After an unforgettable experience of making her international debut in Madrid in November, the back row, who has skippered the region, is determined to challenge for future honours when play resumes.
Fleming said: “It’s tough because we’ve had that lack of contact and rugby is a team game. It largely revolves around social interaction and to have that taken away is tough.
“But we’ve been doing quite a lot of virtual challenges and we have a Welsh virtual games going on where we play in teams and complete a weekly challenge which keeps us competitive and keeps that togetherness there.
“But for me personally I’ve been looking at my future goals. I’ve thought about what I want to achieve this year, rugby-wise, and achieve in 2021 and use that as a motivation to come home from work and train.
“I was really looking forward to the regional season this year as it’s one of the best times of the year but, especially with where we’re working at the moment, we have realised that there are a lot bigger things going on.
“One day rugby will resume, and it will get back to normal, but at the moment there are larger things that are more significant globally.
“Around 12 months I ago I’d just come back from an ACL surgery and I’d had my first game back in April.
“As soon as I got back on the pitch I was motivated to play for Wales and didn’t want anything to get in the way of that.
“We went through the regional programme, where I was lucky enough to captain the side, and that led into the autumn where I got my first cap in Madrid.
“It was such a good experience. You meet so many great players and people and make so many good friends, and you also become a better player and a better person.

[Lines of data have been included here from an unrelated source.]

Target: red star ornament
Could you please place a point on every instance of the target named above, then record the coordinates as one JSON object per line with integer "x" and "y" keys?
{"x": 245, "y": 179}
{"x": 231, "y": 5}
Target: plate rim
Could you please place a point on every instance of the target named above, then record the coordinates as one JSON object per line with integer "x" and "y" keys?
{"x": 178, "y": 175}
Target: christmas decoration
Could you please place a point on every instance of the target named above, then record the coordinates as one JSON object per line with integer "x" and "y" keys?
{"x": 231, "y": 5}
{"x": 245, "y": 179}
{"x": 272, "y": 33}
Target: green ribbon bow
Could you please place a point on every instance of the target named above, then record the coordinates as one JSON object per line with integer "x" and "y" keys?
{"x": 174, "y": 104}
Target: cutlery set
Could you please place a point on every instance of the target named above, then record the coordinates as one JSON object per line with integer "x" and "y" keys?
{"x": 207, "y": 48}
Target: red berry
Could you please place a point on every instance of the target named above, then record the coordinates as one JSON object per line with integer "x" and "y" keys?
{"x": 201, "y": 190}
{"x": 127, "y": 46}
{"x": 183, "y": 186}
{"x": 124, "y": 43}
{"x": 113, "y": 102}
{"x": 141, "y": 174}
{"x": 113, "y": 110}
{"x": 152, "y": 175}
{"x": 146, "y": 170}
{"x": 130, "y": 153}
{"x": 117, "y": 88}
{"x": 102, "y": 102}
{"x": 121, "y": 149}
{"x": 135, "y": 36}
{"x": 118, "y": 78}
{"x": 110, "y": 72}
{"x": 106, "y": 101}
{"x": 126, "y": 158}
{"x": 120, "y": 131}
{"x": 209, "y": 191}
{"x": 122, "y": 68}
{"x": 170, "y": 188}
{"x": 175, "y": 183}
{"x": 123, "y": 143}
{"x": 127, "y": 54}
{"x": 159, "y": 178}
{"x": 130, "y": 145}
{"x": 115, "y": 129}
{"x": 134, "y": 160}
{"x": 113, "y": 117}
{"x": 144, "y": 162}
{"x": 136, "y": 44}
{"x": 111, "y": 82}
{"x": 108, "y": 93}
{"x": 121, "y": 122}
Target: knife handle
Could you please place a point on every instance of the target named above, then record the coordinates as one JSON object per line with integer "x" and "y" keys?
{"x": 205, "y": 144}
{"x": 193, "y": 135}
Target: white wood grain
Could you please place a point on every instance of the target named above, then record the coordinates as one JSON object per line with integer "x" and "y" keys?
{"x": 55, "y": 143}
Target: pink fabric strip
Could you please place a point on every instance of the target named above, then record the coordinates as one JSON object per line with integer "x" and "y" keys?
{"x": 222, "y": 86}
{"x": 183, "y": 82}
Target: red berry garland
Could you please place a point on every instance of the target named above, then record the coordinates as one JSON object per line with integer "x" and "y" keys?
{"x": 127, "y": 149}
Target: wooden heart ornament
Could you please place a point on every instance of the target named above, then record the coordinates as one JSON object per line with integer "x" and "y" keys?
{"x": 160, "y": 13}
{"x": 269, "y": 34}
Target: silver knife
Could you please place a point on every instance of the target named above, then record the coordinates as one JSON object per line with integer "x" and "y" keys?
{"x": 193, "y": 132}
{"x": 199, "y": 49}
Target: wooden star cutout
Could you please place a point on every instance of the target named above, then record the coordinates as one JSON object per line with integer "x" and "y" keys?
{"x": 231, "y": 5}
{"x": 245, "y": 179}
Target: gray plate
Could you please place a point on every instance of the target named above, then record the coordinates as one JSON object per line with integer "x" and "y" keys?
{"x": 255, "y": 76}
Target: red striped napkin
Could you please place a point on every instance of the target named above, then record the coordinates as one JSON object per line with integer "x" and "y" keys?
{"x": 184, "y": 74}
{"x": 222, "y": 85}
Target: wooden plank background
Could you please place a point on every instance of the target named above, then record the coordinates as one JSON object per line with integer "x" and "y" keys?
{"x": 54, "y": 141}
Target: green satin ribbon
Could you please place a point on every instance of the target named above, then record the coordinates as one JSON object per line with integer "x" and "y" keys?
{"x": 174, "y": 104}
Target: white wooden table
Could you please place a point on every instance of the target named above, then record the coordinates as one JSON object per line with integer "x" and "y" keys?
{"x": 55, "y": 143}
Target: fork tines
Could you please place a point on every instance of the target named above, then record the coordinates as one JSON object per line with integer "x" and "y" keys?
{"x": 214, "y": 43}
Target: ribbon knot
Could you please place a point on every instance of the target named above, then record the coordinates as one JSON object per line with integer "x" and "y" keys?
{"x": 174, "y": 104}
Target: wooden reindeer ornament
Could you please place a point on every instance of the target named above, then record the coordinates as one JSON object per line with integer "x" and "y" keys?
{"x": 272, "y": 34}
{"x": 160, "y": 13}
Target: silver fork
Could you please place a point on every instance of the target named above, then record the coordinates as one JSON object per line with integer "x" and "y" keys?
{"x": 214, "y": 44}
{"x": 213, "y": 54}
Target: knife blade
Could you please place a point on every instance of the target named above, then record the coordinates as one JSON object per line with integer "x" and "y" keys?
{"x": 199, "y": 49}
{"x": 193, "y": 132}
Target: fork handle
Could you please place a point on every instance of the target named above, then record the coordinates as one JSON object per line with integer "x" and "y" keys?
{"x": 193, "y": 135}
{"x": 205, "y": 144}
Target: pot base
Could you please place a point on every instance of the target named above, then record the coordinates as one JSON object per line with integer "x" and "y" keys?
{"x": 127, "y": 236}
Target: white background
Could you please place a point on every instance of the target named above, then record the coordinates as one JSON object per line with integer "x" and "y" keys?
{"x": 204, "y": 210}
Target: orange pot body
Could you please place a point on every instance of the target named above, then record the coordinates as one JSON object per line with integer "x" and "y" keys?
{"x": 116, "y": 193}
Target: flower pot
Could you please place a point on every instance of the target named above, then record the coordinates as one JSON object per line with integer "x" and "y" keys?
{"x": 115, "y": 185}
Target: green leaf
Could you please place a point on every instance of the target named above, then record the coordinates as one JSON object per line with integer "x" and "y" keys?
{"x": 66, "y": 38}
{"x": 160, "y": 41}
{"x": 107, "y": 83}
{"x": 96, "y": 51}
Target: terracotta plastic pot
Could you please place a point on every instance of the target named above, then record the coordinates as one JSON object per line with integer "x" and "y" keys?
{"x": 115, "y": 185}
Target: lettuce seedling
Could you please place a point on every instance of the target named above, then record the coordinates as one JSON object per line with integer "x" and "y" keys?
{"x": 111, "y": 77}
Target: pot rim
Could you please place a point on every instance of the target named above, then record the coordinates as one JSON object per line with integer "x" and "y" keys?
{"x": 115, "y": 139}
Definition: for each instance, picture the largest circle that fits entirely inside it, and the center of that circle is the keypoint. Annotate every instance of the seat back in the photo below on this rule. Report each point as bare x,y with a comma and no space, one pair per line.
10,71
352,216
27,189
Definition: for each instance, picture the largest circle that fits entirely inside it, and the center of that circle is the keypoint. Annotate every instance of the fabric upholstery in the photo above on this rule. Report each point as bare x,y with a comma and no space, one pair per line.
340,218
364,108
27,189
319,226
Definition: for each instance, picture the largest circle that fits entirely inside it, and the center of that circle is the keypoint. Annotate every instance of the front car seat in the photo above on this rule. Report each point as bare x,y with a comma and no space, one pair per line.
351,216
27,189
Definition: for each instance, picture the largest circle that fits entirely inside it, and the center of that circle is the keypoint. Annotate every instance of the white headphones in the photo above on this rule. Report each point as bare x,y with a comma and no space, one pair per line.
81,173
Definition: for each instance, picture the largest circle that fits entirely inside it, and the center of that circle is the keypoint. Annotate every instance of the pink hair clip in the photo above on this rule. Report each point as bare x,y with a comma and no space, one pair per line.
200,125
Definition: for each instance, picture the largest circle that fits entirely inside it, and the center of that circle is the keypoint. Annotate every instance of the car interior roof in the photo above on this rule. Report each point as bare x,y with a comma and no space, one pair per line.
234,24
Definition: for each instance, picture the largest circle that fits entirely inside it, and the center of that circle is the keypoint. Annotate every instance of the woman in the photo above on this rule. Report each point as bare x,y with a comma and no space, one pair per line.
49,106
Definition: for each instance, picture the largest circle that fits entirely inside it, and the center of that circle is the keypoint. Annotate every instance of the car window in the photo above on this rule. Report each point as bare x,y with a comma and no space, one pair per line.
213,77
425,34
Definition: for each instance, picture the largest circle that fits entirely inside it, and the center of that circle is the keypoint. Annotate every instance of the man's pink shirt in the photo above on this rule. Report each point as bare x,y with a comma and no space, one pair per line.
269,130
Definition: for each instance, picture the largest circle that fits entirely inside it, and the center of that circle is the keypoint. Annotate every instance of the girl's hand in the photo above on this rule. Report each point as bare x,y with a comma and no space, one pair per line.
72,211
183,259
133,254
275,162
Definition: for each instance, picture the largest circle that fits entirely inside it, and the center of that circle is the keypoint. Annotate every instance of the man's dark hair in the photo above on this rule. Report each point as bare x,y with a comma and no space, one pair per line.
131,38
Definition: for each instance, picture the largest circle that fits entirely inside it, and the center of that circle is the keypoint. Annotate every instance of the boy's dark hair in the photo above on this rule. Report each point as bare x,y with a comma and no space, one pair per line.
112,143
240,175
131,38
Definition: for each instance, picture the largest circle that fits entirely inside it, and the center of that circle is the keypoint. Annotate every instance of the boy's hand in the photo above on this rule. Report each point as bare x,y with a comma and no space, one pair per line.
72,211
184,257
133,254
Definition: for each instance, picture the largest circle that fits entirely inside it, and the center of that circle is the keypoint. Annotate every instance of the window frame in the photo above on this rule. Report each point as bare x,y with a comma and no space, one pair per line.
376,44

“My autumn campaign was one that I will remember forever because it was an amazing experience from start to finish.
“I was then a part of the Six Nations squad this year and although I wasn’t quite lucky enough to play, I know that’s a future goal of mine and I’m determined to get my place in those games when I’m able to.
“I remember after the game in Madrid, when the game had finished, all the Spanish fans and the Spanish children, as well as the Welsh relatives, came onto the pitch and it was covered in people. It was amazing.
“I never thought last April that I’d have the chance to play at the Principality Stadium wearing a Welsh jersey. I’d never pictured it.
“But I’m so glad I was given an opportunity to do that and it was a great opportunity for people to come and watch women’s rugby and see what’s it all about.
“We’re getting bigger and we’re getting better and it’s good that people were able to see that.”